A 19-year-old aspiring model, Chloe Davison has committed suicide after she failed to get enough “likes” on her photos on social media.
The selfie-loving teen hanged herself in her bedroom at her family home in County Durham, United Kingdom.
Her 20-year-old devastated sister, Jade said Chloe struggled socially at school and rarely went out with friends, instead staying indoors and taking pictures of herself for social media.
The social media obsessed teen thought she “wasn’t good enough unless she was getting likes,” which is why she relied on Instagram and Snapchat to feel good about herself.
. . .The pretty 19-year-old was often targeted by online trolls who would send her nasty messages and mocked her appearance.
Coombs said that too many people felt they could say whatever they wanted to the attractive teen because it wasn’t face-to-face.
. . . On Friday night, Chloe’s mum and sister returned home from a bar around 11:30pm, and found the teenager hanging in her bedroom.
Chloe had been taking selfies moments before she killed herself. When she was taken down, her hair and makeup were still perfect. She was wearing a new lingerie that she had been excited to model.
Here are two more pictures of the poor woman:
EurWeb, gives quotes from Chloe’s sister Jade:
“Social media isn’t 100 per cent the cause [for her death] but it was a big part because it’s too easy for people to sit behind a phone or computer and send nasty messages with no consequences.
“I sat with Chloe many nights when she was crying because someone had said something horrible.
“Chloe didn’t see what we saw. She was so beautiful inside and out and would have done absolutely anything for me, her baby niece and the rest of her family.”

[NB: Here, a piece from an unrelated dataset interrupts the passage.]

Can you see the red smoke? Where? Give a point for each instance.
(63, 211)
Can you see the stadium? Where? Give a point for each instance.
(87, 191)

Jade said her sister struggled with social anxiety and blames social media for playing a “big part” in her death.
“It’s such a shame people feel like the only way to be happy is to feel accepted on social media because it’s all fake,” she added.
Well, there are lots of interacting causes of this tragedy, including Chloe’s anxiety, but it’s exacerbated by a social-media culture that is probably too ingrained to fix. One factor, which reflects the behavior of both men and women, is equating a woman’s worth with her looks and her sexuality. In my view, that results partly from evolution, and isn’t really something introduced by Facebook or Instagram. Social media has simply exacerbated that trend because you can show yourself to, and get ogled by, by nearly everybody in the world.
We all know people on Facebook, for instance, who post frequent updates of themselves in lingerie or skimpy clothing, apparently to draw attention. This always makes me sad, especially when the person has many other traits that are interesting or likable, and don’t really need to show skin. Blame sexual selection, but at least—or so I’d like to think—people are educable in a way that can ameliorate this trend.
Then of course there’s the obsession with “likes”. Apparently there’s something called “ratioing” on Twitter, though I haven’t quite figured out what it is. But it’s an index of how many people like your tweets (maybe it’s on Instagram or Facebook as well). But the sheer number of “likes” can be mistaken for love, as it was by Chloe. Again, I have no idea what to do about this save recommend therapy for those who fall prey to it.
And of course there’s trolling and bullying. As Chloe’s sister said, “She’d get hundreds of messages each day, mostly men asking her for sexual stuff, sometimes they were nice, but other times they told Chloe they wanted to hurt her.” This, too, is inherent in social media, with its cloak of anonymity and absence of face-to-face interaction. If everyone were required to give their real name, though I don’t know how this could be enforced, the amount of negative interactions on social media would drop drastically.
I’m no expert on this, but all of us know about the obsession with attention from strangers that’s rife on social media. I’d sound like an old get-off-my-lawn geezer were I to write any more. I just wish Chloe had found a good therapist who could tell her how to find her real worth.
And now my plane is two hours late—a mechanical problem—so I’ll read James Baldwin’s Go Tell It On the Mountain (a terrific novel so far) and maybe prepare tomorrow’s Hili dialogue.